Given a sample $ X_1,X_2 \dots X_{100}$ and the density function $ f(x;\theta) = \frac{1}{\pi \cdot \left(1+\left(x-\theta \right)^2\right)}$ , find an approximate solution for $\hat{\theta}_{MLE.}$
My attempt:
I have found the joint likelihood $L(\theta;x_1,x_2\dots x_{100}) = \prod _{i=1}^{100}\left(\frac{1}{\pi \cdot \left(1+\left(x_i-\theta \right)^2\right)}\right)\:$
$l$ = $\log(L) = -100*\ln(\pi)-\sum^{100}_{i=1}(\ln(1+(x-\theta)^2)$.
I'm not sure of this step
$\frac{\partial }{\partial \theta}\left(\log(L)\right) = \sum_{i=1}^{100}(\frac{2(x_i-\theta)}{1+(x_i-\theta)^2}$
then I used Newton's method to find the maxima.
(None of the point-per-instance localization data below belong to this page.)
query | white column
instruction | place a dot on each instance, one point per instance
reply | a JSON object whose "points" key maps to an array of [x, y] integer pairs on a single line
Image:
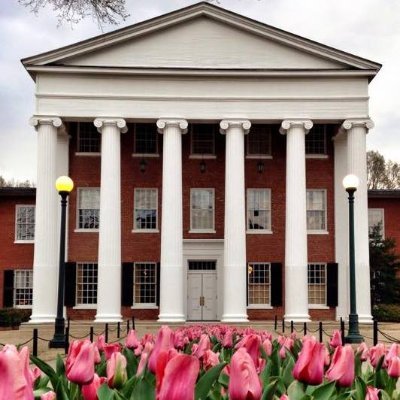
{"points": [[45, 260], [109, 261], [357, 165], [171, 270], [234, 295], [341, 226], [296, 281]]}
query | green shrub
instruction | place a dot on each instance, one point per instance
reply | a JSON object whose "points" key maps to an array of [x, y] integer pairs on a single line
{"points": [[13, 316], [387, 312]]}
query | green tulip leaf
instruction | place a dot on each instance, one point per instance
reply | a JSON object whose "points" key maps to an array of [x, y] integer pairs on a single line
{"points": [[205, 383]]}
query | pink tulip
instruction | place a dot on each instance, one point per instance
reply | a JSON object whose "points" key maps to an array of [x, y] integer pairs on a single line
{"points": [[179, 378], [336, 339], [81, 358], [309, 367], [244, 383], [164, 341], [89, 392], [116, 370], [15, 378], [342, 366], [372, 393]]}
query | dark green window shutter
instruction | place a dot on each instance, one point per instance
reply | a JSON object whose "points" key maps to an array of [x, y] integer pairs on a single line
{"points": [[332, 285], [8, 293], [127, 284], [70, 284], [158, 285], [276, 284]]}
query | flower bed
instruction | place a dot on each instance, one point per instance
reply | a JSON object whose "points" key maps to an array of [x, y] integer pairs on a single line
{"points": [[205, 362]]}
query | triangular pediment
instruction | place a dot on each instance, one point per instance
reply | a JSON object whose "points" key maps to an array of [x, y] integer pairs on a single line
{"points": [[202, 36]]}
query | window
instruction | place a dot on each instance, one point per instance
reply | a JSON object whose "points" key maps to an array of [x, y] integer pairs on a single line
{"points": [[145, 141], [259, 280], [259, 141], [86, 283], [376, 218], [316, 210], [259, 209], [317, 284], [202, 210], [88, 138], [144, 284], [146, 201], [23, 280], [316, 140], [25, 223], [88, 208], [203, 139]]}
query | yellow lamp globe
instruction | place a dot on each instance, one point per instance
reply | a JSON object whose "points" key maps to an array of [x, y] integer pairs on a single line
{"points": [[64, 184]]}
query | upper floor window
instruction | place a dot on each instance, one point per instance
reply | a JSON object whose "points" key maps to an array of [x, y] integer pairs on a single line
{"points": [[259, 141], [259, 284], [317, 284], [89, 140], [202, 210], [145, 210], [316, 210], [259, 209], [145, 139], [86, 283], [88, 208], [376, 218], [25, 223], [203, 139], [316, 140]]}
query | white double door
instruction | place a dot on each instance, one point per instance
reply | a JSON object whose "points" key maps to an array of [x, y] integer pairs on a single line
{"points": [[202, 295]]}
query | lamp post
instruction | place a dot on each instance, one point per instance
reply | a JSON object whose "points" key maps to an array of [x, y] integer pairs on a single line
{"points": [[350, 183], [64, 186]]}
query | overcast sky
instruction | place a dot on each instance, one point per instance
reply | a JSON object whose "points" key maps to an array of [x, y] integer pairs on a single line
{"points": [[367, 28]]}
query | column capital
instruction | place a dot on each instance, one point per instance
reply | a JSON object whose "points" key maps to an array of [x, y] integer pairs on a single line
{"points": [[37, 120], [163, 123], [225, 124], [357, 122], [119, 123], [306, 124]]}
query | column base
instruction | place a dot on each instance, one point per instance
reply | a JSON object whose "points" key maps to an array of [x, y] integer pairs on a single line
{"points": [[297, 318]]}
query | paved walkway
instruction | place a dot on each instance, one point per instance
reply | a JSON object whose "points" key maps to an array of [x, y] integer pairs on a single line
{"points": [[81, 329]]}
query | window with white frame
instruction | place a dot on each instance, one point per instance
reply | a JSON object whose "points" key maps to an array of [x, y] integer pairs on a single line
{"points": [[259, 209], [145, 209], [259, 284], [86, 284], [376, 220], [317, 284], [316, 210], [89, 140], [202, 209], [25, 222], [145, 139], [259, 141], [23, 283], [144, 283], [203, 139], [88, 208], [316, 140]]}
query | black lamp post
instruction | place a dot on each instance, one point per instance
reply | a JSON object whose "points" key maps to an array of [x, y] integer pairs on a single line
{"points": [[350, 183], [64, 186]]}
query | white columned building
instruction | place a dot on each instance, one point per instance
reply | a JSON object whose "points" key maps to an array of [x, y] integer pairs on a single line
{"points": [[357, 130], [45, 261], [171, 291], [109, 261], [234, 302], [296, 259]]}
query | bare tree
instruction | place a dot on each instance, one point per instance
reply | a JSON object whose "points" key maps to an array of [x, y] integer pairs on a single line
{"points": [[73, 11]]}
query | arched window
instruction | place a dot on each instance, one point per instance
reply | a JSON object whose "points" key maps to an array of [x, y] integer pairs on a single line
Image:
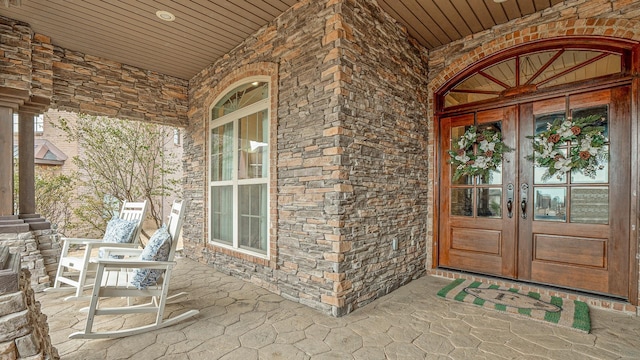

this is the script I used to calculate the maxima
#deravitive of log(L).
fun1 <- function(theta){
y1 <- 0
for(i in 1:length(x)){
y1 <- y1 + (2*(theta-x[i]))/(1+(x[i]-theta)^2)
}
return(y1)
}
#derivative of fun1.
fun1.tag <- function(theta){
y <- 0
for(i in 1:length(x)){
y <- 2(theta^2+(x[i]^2)-20x[i]-1)/((1+(x[i]-theta)^2)^2)
}
return(y)
}
The Newton's method.
guess <- function(theta_guess){
theta2 <- theta_guess - fun1(theta_guess)/fun1.tag(theta_guess)
return(theta2)
}
theta1 <- median(data$x)
epsilon <- 1
theta_before <- 0
while(epsilon >0.0001){
theta1 <- guess(theta1)
epsilon <- (theta_before- theta1)^2
theta_before <- theta1
}
What I got was $\hat{\theta}_{MLE} = 5.166$
I'm now trying to plot the data(in my case x) and check if $\hat{\theta}_{MLE} = 5.166$ is actually a maxima.